Read together, the Padilla and Eutsey cases confirm the right of an employer representative to be present at psyche depositions, including direct supervisors, and further confirm the scope of deposition questioning to include all matters that might lead to the discovery of relevant evidence, including matters going back more than 10 years.

Benson Apportionment is Watered-Down

A WCAB panel awarded a combined 37% PD rating without apportionment between the two separate cumulative trauma injuries.  Cocio v.
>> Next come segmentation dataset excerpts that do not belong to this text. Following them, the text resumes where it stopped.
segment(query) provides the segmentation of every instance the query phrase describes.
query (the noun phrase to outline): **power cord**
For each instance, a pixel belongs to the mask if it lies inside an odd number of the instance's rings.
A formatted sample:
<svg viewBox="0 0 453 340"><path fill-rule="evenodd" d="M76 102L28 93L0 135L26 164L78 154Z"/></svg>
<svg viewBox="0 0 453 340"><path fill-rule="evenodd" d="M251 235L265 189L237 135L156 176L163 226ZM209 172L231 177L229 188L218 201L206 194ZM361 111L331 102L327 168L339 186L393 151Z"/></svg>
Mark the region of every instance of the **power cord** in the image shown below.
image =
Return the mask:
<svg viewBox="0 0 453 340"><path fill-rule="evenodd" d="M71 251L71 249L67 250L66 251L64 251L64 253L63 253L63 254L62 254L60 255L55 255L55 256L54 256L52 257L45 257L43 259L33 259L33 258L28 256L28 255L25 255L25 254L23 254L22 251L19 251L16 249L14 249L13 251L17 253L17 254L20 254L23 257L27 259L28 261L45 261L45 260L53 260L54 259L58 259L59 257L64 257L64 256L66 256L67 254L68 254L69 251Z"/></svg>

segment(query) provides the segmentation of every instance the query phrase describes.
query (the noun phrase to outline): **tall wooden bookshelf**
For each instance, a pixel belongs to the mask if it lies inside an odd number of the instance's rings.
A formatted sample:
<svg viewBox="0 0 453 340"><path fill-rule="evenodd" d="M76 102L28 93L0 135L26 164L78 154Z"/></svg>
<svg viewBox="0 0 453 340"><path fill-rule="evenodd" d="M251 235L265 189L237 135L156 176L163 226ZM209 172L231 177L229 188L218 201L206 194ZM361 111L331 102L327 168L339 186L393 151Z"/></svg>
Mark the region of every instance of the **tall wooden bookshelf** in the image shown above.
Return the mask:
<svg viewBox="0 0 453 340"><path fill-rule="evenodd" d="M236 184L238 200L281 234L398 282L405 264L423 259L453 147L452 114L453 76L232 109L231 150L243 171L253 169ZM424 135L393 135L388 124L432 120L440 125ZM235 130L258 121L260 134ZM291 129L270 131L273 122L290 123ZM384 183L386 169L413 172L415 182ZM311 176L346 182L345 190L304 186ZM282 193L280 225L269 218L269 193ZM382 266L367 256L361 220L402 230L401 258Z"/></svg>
Mountain View School District.

The case involved a food service worker who sustained two cumulative trauma umbilical hernia injuries.  Panel QME Jonathan Ng evaluated her.  At his deposition, the QME was asked to apportion between the two injuries in accordance with the Benson case.  However, the QME failed to apportion, testifying that to do so would be speculative.  Apparently, there was no referral to another physician better able to make that determination, as is allowed under the Labor Code.  At trial, the Judge awarded the full 37% PD without apportionment between the injuries.

On reconsideration, the WCAB panel upheld the judge, noting that the Benson case anticipated that there would be occasions where the evaluating physician could not determine the extent to which each injury contributed to the disability.  The WCAB apparently did not address whether these “exceptional” cases are starting to become the norm, resulting in a passive undermining of the law on apportionment.

LC4664 Apportionment Allowed Following a C&R

Labor Code section 4664(b) apportionment of PD is generally only applicable to prior Awards of PD following a stipulated settlement or Findings & Award.  Section 4664 subtraction is generally not allowed when the applicant’s prior claim was settled by C&R.

A WCAB panel clarified that if the prior C&R specified the factors of PD, 4664 apportionment may be allowed. Perez Garcia v. SCIF. If all the factors of PD attributable to the second injury already existed as a result of the first injury, then there may be a total overlap and therefore no basis for a PD award on the second injury.  If there is partial overlap, then the second award may be reduced.

The lesson for employers is to set forth the factors of PD which are the bases for settlement in all C&R’s whenever possible.